Ist es nur Fantasie, oder geschieht dieser Frau wirklich, was die Autorin von ihr erzählt? Anfangs habe ich nur schwer hineingefunden, in dieses Buch, das kein Roman sein will. Dann aber genoss ich zunehmend die anspruchsvolle Sprache, die bilderreich, fantasievoll, poetisch, alle Sinne ansprechend daher sprudelt.
All die Begegnungen, die Jennifer Clement beschreibt, müssen einem erst einfallen. Und was sie daraus macht, ist ein Bilderbogen, der sich kreuz und quer durch eine Großstadt spannt. Auch wenn es nicht immer gleich offensichtlich ist, führt eine Begegnung zur anderen. Immer wieder kommen die Feuerleitern an den Hauswänden vor, die Schutz und Einbruchsgefahr gleichzeitig darstellen. Besonders angesprochen hat mich das kurze Kapitel vom Astronauten, das vollends wie ein surreal atemloser Traum klingt.

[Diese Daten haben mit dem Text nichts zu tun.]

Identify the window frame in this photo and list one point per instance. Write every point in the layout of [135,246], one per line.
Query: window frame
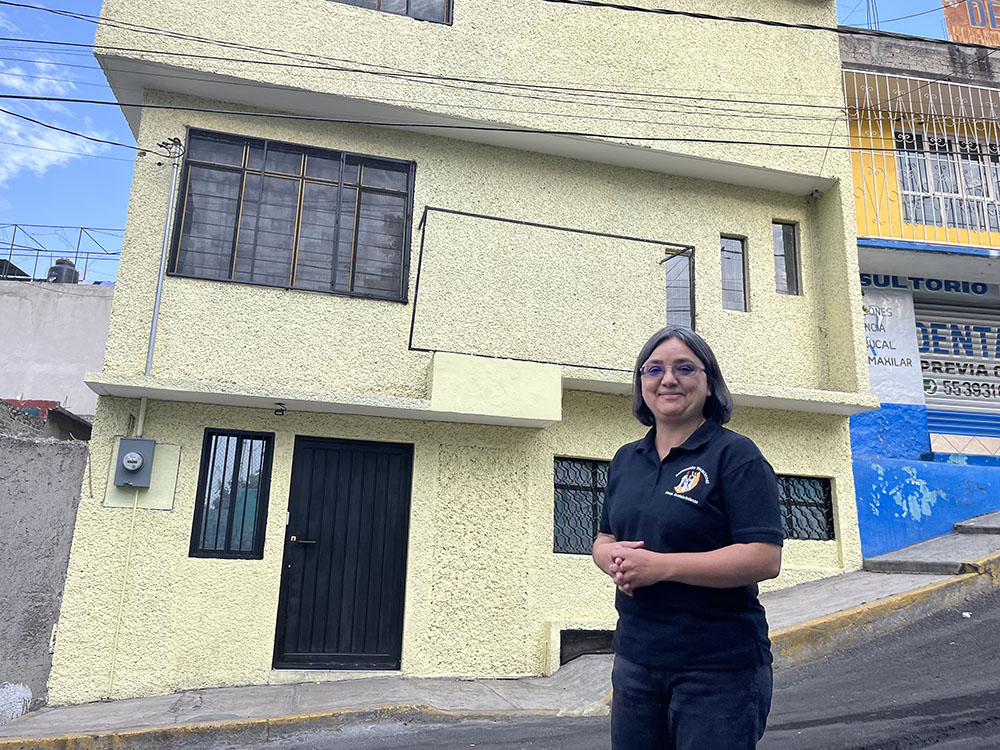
[744,279]
[249,141]
[592,488]
[263,496]
[449,11]
[793,280]
[928,151]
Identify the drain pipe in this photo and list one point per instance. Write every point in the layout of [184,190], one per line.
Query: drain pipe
[175,151]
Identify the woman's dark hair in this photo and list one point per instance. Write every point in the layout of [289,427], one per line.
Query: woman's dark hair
[718,406]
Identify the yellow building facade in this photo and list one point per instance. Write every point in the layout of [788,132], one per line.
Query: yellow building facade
[390,400]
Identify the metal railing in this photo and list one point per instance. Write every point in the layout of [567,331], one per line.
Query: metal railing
[27,251]
[926,159]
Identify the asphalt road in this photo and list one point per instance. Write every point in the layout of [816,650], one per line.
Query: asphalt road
[932,684]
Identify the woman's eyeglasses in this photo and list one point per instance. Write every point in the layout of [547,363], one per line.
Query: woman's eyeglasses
[680,370]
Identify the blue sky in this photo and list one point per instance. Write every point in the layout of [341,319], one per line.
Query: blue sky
[50,178]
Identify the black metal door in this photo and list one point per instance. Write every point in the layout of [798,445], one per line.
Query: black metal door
[342,582]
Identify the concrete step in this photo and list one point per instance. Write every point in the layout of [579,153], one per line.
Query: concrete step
[988,524]
[951,554]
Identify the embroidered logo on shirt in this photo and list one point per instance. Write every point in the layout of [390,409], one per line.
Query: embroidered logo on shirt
[687,480]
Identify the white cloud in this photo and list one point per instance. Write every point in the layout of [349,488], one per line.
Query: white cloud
[42,82]
[7,25]
[51,148]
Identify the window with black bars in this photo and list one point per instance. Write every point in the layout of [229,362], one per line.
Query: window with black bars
[275,214]
[806,507]
[579,500]
[424,10]
[230,512]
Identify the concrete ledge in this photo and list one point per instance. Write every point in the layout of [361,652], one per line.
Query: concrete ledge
[255,731]
[815,638]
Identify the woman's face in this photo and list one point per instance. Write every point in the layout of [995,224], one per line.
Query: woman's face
[673,399]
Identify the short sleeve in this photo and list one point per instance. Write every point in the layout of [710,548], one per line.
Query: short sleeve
[750,494]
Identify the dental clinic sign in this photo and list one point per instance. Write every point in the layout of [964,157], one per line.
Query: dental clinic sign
[973,21]
[893,358]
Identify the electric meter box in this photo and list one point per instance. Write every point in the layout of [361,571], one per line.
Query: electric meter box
[135,462]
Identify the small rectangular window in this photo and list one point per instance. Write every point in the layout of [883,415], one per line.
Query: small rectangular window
[806,505]
[230,512]
[579,501]
[423,10]
[786,259]
[679,292]
[734,289]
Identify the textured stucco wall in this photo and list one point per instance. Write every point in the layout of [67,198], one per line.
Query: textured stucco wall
[39,492]
[53,335]
[238,334]
[482,501]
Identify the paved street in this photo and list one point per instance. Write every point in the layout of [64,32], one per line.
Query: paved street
[933,684]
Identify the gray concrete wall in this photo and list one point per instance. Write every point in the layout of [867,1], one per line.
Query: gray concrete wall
[53,334]
[39,493]
[916,56]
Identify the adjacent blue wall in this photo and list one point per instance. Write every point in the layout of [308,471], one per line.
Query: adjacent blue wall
[902,502]
[906,494]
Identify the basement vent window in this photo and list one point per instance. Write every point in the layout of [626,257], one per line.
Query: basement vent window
[579,500]
[230,511]
[806,507]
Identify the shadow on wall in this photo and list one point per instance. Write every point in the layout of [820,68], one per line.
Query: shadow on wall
[906,494]
[39,493]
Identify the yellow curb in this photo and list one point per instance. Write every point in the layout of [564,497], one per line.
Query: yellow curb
[817,637]
[250,730]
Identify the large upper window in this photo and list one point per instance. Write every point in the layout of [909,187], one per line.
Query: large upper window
[425,10]
[949,182]
[263,212]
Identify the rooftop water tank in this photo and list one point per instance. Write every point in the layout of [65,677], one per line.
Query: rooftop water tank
[63,272]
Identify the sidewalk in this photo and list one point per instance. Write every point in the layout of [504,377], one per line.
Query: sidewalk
[806,621]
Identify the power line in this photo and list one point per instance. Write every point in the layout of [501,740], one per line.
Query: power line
[431,126]
[67,131]
[63,151]
[839,30]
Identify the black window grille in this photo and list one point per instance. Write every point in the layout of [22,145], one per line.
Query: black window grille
[230,511]
[806,507]
[579,500]
[424,10]
[274,214]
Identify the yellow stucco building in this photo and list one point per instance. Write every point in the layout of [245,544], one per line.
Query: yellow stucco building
[407,260]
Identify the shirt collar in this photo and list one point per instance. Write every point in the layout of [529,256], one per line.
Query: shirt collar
[697,439]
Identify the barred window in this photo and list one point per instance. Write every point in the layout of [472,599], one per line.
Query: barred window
[786,258]
[230,511]
[806,507]
[424,10]
[274,214]
[579,500]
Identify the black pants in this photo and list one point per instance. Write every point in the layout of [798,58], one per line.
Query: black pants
[703,709]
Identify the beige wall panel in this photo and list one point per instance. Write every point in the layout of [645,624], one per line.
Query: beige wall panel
[475,297]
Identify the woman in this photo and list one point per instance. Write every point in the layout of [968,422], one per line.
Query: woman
[690,526]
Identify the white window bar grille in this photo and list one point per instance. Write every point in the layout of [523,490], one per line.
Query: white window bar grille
[928,155]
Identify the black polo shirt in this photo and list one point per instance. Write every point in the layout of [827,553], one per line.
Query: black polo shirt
[714,490]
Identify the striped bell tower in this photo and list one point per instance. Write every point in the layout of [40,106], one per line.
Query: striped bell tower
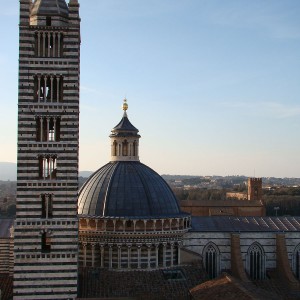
[46,225]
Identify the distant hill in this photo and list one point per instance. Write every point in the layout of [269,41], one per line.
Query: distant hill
[8,171]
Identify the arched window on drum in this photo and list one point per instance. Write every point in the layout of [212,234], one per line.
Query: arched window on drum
[256,262]
[211,258]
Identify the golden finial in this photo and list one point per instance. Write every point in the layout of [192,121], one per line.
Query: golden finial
[125,105]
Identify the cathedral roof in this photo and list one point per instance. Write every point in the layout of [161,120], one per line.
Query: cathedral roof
[245,224]
[127,189]
[50,7]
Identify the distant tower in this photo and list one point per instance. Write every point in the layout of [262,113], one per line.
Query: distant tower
[255,189]
[46,226]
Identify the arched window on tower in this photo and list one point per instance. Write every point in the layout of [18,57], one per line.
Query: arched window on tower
[134,148]
[46,242]
[47,207]
[47,129]
[48,88]
[48,44]
[211,257]
[125,148]
[47,167]
[115,147]
[256,262]
[296,262]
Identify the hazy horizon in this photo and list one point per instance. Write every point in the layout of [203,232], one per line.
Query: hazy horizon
[212,86]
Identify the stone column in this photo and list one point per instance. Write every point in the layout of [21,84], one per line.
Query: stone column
[39,44]
[139,256]
[44,43]
[41,128]
[149,255]
[39,88]
[58,42]
[84,254]
[49,41]
[45,88]
[54,130]
[54,44]
[93,255]
[164,254]
[119,256]
[110,256]
[129,257]
[172,254]
[58,89]
[51,88]
[48,128]
[178,253]
[102,256]
[156,255]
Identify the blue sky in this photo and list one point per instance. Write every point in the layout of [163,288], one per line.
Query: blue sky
[213,86]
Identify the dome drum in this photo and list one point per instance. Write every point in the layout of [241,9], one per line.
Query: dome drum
[176,225]
[131,243]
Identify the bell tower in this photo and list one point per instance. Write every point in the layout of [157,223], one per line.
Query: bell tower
[46,226]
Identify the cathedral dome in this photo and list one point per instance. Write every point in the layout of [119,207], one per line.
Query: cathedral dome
[127,189]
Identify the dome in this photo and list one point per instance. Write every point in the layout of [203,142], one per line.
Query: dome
[127,189]
[50,7]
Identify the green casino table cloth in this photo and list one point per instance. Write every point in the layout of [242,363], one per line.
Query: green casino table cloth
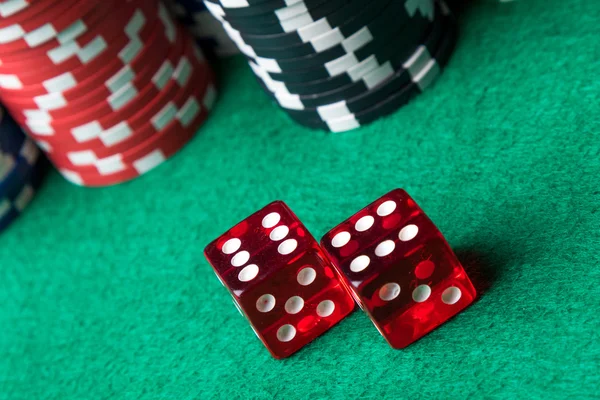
[105,293]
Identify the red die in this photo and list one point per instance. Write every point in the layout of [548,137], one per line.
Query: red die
[280,279]
[399,267]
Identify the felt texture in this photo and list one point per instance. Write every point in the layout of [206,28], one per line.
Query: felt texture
[105,293]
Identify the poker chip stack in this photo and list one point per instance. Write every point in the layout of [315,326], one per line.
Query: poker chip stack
[22,168]
[109,89]
[340,64]
[208,32]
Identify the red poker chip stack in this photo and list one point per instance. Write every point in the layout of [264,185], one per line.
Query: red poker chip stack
[109,89]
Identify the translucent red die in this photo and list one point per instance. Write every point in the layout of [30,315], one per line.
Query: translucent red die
[280,279]
[399,268]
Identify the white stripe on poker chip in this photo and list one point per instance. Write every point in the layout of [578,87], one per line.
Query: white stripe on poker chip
[185,115]
[149,161]
[39,120]
[371,73]
[119,80]
[24,197]
[188,112]
[5,207]
[11,7]
[60,83]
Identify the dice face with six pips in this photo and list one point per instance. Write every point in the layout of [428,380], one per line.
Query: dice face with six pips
[280,279]
[399,268]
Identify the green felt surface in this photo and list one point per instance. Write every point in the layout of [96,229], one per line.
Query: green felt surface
[104,293]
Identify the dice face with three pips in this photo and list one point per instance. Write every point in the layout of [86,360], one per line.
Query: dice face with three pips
[280,279]
[399,268]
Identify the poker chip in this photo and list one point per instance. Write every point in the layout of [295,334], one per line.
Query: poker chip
[108,89]
[22,169]
[337,64]
[208,32]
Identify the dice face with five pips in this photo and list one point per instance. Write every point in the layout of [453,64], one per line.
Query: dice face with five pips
[399,268]
[280,279]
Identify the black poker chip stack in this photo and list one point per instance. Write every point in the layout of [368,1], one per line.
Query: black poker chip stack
[340,64]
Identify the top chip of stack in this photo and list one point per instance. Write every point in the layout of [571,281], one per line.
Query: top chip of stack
[109,89]
[340,64]
[22,168]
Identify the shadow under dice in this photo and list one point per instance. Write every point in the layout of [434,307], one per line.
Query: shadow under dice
[399,268]
[280,279]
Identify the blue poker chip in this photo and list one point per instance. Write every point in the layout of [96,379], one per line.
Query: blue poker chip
[208,32]
[22,169]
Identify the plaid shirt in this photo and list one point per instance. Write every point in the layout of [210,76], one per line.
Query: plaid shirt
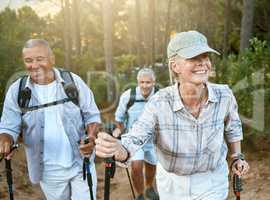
[186,145]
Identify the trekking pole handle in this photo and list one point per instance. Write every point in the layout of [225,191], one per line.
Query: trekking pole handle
[13,147]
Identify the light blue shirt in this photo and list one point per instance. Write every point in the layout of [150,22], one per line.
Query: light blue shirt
[31,124]
[134,111]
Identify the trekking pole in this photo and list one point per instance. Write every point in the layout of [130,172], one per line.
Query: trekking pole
[129,179]
[237,186]
[131,186]
[109,167]
[87,173]
[9,173]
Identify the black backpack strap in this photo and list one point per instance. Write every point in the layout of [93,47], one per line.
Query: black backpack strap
[156,89]
[69,86]
[24,93]
[132,98]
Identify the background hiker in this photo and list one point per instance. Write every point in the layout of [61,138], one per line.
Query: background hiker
[130,106]
[51,131]
[190,122]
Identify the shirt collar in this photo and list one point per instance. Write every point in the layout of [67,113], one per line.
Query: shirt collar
[177,101]
[57,75]
[140,96]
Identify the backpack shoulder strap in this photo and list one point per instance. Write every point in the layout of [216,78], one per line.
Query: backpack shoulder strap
[132,98]
[24,94]
[69,86]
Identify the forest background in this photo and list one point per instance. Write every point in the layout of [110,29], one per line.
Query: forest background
[107,41]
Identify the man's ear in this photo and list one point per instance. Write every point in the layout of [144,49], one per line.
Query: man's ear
[175,67]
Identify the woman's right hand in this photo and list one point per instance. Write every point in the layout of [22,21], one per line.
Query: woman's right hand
[108,146]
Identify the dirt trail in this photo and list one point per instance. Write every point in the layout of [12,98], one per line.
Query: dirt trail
[256,184]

Ja, es ist eine Sehnsuchtshymne, der Ausbruch einer eingeengten Frau, die nur durch diese Spaziergänge den kontrollierenden Ehemann kompensieren kann. Das Fremdgehen, meist wohl nur in ihrer Fantasie, lässt sie die festgefahrene Ehe ertragen. Ihr Mann sollte froh sein, dass sie diese Tür gefunden und geöffnet hat.
Das Buch bietet einiges an Philosophie und jüdischer Weisheit. Schon deshalb darf man es nicht überfliegen. Vielleicht, damit wir beim Lesen innehalten und die einzelnen Sprachpralinen intensiver goutieren, lässt Clement zwischen den kurzen Texteinheiten Zeilenabstände wie zwischen einzelnen Abschnitten. Das verleiht der Geschichte eine zusätzliche Leichtigkeit. Die vorletzte Seite habe ich mehrmals gelesen, um die Aussagen in ihrer Vielfalt in mich aufzunehmen.
„Auf der Zunge“ ist eins der wenigen Bücher, bei denen ich bedauert habe, dass ich am Schluss angekommen war.